In light of this article, I am wondering what people's experiences are with storing massive datasets (say, >10,000,000 objects) in-memory using arrays to store data fields instead of instantiating millions of objects and racking up the memory overhead (say, 12-24 bytes per object, depending which article you read). Data per property varies from item to item so I can't use a strict Flyweight pattern but would envision something similar.
My idea of this sort of representation is that one has a 'template object'...
class Thing
double A;
double B;
int C;
string D;
And then a container object with a method of creating an object on request...
class ContainerOfThings
double[] ContainerA;
double[] ContainerB;
int[] ContainerC;
string[] ContainerD;
ContainerOfThings(int total)
//create arrays
IThing GetThingAtPosition(int position)
IThing thing = new Thing(); //probably best done as a factory instead
thing.A = ContainerA[position];
thing.B = ContainerB[position];
thing.C = ContainerC[position];
thing.D = ContainerD[position];
return thing;
So that's a simple strategy but not very versatile, for example one can't create a subset (as a List) of 'Thing' without duplicating data and defeating the purpose of array field storage. I haven't been able to find good examples, so I would appreciate either links or code snippets of better ways to handle this scenario from someone who's done it...or a better idea.
You make an Array of System.Array with an element for each property in your type. The size of these sub-arrays is equal to the number of objects you have. Property access would be:
This will allow you to use value type arrays instead of arrays of object.
It depends on your concrete scenario. Depends on how often your objects are created, you can:
If objects are serializable save them in MemoryMappedFile (obtaining some fusion of middle/low performance and low memory consumption).
Map th fields between different objects: I mean if object initially have default values, have all them in separate base and really allocate a new space if that value becomes different from default one. (this make sense for reference types naturally).
Another solution again save objects to SqlLite base. Much easier to manage than MemoryMappedFiles as you can use simple SQL.
The choice is up to you, as it depends on your concrete project requierements.

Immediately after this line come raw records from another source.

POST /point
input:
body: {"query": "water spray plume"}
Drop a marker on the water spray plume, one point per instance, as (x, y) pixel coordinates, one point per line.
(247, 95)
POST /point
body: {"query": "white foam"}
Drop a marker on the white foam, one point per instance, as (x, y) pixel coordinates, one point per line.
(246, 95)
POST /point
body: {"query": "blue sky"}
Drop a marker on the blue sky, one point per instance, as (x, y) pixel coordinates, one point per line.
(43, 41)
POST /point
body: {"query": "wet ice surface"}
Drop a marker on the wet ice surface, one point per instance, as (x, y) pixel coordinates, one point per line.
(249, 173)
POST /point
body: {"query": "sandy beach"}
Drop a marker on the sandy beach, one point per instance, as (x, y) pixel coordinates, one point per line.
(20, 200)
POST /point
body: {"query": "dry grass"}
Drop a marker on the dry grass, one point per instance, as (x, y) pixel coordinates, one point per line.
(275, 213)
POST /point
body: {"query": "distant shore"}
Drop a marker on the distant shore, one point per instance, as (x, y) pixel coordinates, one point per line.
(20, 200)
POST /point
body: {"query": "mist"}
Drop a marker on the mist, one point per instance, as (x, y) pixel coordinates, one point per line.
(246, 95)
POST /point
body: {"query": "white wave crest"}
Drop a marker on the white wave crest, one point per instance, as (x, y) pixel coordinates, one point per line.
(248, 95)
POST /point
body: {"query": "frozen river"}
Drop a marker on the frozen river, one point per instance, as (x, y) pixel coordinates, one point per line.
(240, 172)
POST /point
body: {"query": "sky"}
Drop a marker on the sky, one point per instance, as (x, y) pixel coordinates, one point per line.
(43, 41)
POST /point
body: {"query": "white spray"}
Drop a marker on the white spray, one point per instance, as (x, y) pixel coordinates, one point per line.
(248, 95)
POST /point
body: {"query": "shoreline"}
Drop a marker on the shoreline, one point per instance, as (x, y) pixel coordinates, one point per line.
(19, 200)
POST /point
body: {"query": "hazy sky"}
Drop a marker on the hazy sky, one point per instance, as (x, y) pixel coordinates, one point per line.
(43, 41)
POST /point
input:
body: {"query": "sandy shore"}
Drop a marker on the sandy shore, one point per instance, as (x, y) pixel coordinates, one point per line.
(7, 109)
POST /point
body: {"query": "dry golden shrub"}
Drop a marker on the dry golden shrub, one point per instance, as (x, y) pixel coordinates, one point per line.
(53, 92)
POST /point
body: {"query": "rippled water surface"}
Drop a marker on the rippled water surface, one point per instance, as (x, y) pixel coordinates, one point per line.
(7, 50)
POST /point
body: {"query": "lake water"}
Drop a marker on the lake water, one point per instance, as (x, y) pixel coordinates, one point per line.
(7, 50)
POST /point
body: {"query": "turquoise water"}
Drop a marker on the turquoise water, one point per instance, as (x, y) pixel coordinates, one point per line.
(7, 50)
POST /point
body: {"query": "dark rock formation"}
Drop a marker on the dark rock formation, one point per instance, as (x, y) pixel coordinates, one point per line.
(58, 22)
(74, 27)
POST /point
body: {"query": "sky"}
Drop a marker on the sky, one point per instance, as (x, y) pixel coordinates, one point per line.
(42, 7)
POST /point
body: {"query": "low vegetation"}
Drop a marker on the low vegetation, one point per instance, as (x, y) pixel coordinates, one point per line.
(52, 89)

I guess there are several ways to approach this, and indeed you are onto a possible solution to limit the data in memory. However, I'm not sure that reducing your structure by even 24? bytes is going to do you a whole lot of good. Your structure is around 79 bytes (for a 15 char string) = 8 + 8 + 4 + 24? + 4 + 1 + (2 * character length) so your total gain is at best 25%. That doesn't seem very useful since you'd have to be in a position where 10 million * 80 bytes fits in memory and 10 million * 100 bytes does not. That would mean that your designing a solution that is on the edge of disaster, too many large strings, or too many records, or some other program hogging memory and your machine is out of memory.

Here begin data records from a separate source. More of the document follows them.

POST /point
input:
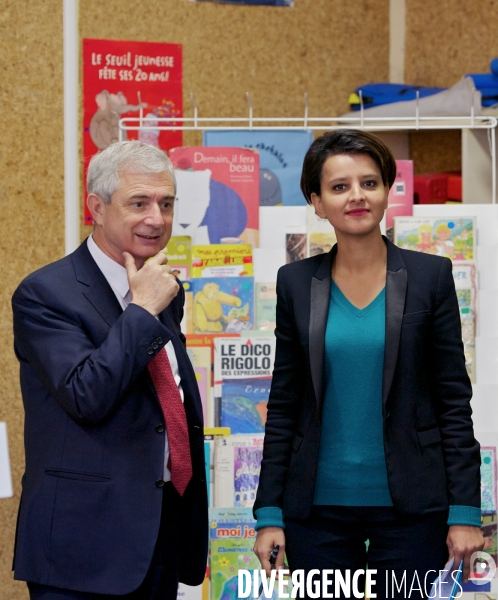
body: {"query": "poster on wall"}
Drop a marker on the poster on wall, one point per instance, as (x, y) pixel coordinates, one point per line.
(129, 79)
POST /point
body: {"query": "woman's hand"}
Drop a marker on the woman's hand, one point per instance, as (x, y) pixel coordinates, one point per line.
(462, 542)
(267, 539)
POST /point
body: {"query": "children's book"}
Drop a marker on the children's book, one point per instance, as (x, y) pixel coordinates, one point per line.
(201, 347)
(242, 373)
(400, 201)
(237, 467)
(179, 256)
(265, 299)
(321, 234)
(186, 324)
(465, 275)
(227, 523)
(453, 237)
(227, 556)
(488, 480)
(210, 434)
(217, 194)
(222, 260)
(222, 304)
(281, 160)
(295, 246)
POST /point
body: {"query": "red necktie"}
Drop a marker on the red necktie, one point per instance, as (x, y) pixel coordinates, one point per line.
(176, 420)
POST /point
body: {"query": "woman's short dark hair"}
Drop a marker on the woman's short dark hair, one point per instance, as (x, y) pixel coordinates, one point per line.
(344, 141)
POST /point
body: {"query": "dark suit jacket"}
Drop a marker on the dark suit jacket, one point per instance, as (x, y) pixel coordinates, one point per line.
(94, 433)
(432, 457)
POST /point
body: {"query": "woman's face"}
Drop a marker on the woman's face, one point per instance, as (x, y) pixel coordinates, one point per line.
(352, 196)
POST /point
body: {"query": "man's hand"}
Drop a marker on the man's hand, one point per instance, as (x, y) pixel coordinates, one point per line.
(462, 542)
(152, 287)
(267, 539)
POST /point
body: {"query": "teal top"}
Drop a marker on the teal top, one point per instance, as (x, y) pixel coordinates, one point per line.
(351, 463)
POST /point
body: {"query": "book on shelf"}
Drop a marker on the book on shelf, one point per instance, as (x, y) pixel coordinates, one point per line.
(465, 277)
(281, 160)
(222, 304)
(243, 370)
(237, 463)
(453, 237)
(222, 260)
(265, 300)
(400, 200)
(217, 193)
(179, 253)
(321, 235)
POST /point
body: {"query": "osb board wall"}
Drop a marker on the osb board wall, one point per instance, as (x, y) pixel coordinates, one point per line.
(323, 47)
(32, 222)
(326, 48)
(444, 41)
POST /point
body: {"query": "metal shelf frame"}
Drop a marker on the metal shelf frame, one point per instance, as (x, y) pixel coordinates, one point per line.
(252, 123)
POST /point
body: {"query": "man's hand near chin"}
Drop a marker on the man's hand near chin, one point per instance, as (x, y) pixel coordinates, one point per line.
(152, 287)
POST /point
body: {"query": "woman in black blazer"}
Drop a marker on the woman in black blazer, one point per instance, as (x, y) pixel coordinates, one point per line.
(369, 433)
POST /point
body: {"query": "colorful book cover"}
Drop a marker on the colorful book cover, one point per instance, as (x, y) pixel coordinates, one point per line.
(217, 194)
(237, 467)
(265, 299)
(465, 277)
(281, 160)
(400, 201)
(206, 340)
(187, 324)
(295, 246)
(488, 479)
(488, 500)
(222, 304)
(222, 260)
(179, 253)
(453, 237)
(321, 234)
(210, 434)
(227, 523)
(242, 372)
(227, 556)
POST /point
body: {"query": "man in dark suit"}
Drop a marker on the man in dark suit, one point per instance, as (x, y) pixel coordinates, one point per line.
(114, 499)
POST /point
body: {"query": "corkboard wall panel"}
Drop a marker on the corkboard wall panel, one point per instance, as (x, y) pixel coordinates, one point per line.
(449, 38)
(323, 47)
(32, 223)
(444, 41)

If you need to support random access to n small records, where n = 10 million, then you should aim to design for at least 2n or 10n. Perhaps your already considering this in your 10 million? Either way there are plenty of technologies that can support this type of data being accessed.
One possibility is if the string is limited in Max Length (ml), of a reasonable size (say 255) then you can go to a simple ISAM store. Each record would be 8 + 8 + 4 + 255 bytes and you can simply offset into a flat file to read them. If the record size is variable or possibly large then you will want to use a different storage format for this and store offsets into the file.
Another possibility is if your looking up values by some key then I would recommend something like an embedded database, or BTree, one you can disable some of the disk consistency to gain the performance. As it happens I wrote a BPlusTree for client-side caches of large volumes of data. Detailed information on using the B+Tree are here.
Actually the ADO.NET DataTable uses similar approach to store the data. Maybe you should look how it is implemented there. So, you'll need to have a DataRow-like object that internally holds pointer to Table and index of the row data. This would be the most lightweight solution I beleive.
In your case: a) If you are constructing the Thing each time you call the GetThingAtPosition method you create the object in the heap, that doubles information that is already in your table. Plus "object overhead" data.
b) If you need to access each item in your ContainerOfThings the required memory will be doubled + 12bytes * number of objects overhead. In such scenario it would be better to have a simple array of things without creating them on-the-fly.
Your question implies there is a problem. Has the memory usage proved to be a problem?
If 100 bytes per item then it sounds like 1GB. So I'm wondering about the app and if this is a problem. Is the app to run on a dedicated 64 bit box with, say, 8GB or ram?
If there is a fear, you could test the fear by an integration test. Instantiate say 20 million of these items and run some performance tests.
But of course it does all come down the app domain. I have had specialised apps that use more RAM than this and have worked fine. Cost of hardware is often way less than the cost of software (yea it comes down to app domain again).
See ya
Unfortunately, OO can't abstract away the performance issues (saturation of bandwidth being one). It's a convenient paradigm, but it comes with limitations.
I like your idea, and I use this as well... and guess what, we're not the first to think of this ;-). I've found that it does require a bit of a mind shift though.
May I refere you to the J community? See:
That's not a C# (or Java) group. They're a good bunch. Typically the array needs to be treated as a first class object. In C#, it's not nearly as flexible. It can be a frustrating structure to work withing C#.
There are various OO patterns for large dataset problems... but if you are asking a question like this, probably it is time to go a little more functional. Or at least functional for problem solving / prototyping.